Semnostoma poecilopa

Scientific classification
- Domain: Eukaryota
- Kingdom: Animalia
- Phylum: Arthropoda
- Class: Insecta
- Order: Lepidoptera
- Family: Gelechiidae
- Genus: Semnostoma
- Species: S. poecilopa
- Binomial name: Semnostoma poecilopa Meyrick, 1918

= Semnostoma poecilopa =

- Authority: Meyrick, 1918

Species of moth

Semnostoma poecilopa is a moth of the family Gelechiidae. It was described by Edward Meyrick in 1918. It is found in Assam, India.

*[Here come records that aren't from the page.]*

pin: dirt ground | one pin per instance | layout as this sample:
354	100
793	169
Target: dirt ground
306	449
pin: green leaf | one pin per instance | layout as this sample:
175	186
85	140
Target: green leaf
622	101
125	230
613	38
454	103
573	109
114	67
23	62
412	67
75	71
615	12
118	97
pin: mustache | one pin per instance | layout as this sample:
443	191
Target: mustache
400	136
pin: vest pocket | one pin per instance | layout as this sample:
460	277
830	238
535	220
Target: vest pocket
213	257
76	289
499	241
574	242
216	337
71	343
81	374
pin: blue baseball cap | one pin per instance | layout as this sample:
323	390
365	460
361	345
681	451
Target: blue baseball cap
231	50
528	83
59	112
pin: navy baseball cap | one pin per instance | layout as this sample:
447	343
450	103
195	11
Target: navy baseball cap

The wingspan is about 13 mm. The forewings are dark fuscous, with the tips of the scales whitish, forming a fine striation. The basal area is suffusedly streaked or spotted with brassy yellow and there is an oblique white spot beneath the fold at one-fourth, as well as an oblique white streak from the middle of the dorsum to the fold, followed by a patch of brassy-yellow suffusion. A white dot or mark is found beneath the middle of the costa, and three or four in the disc beyond the middle and there is an elongate white spot in the disc at three-fourths, separated by a blackish mark from an elongate white mark beneath it. A white wedge-shaped spot is found on the tornus and a white posteriorly finely leaden-metallic-edged oblique line from four-fifths of the costa to the termen, sometimes interrupted in the middle. There is also a black subapical elongate dot, above which are two small white marks. The lower edge of the apical projection is white. The hindwings are grey, paler and bluish towards the base.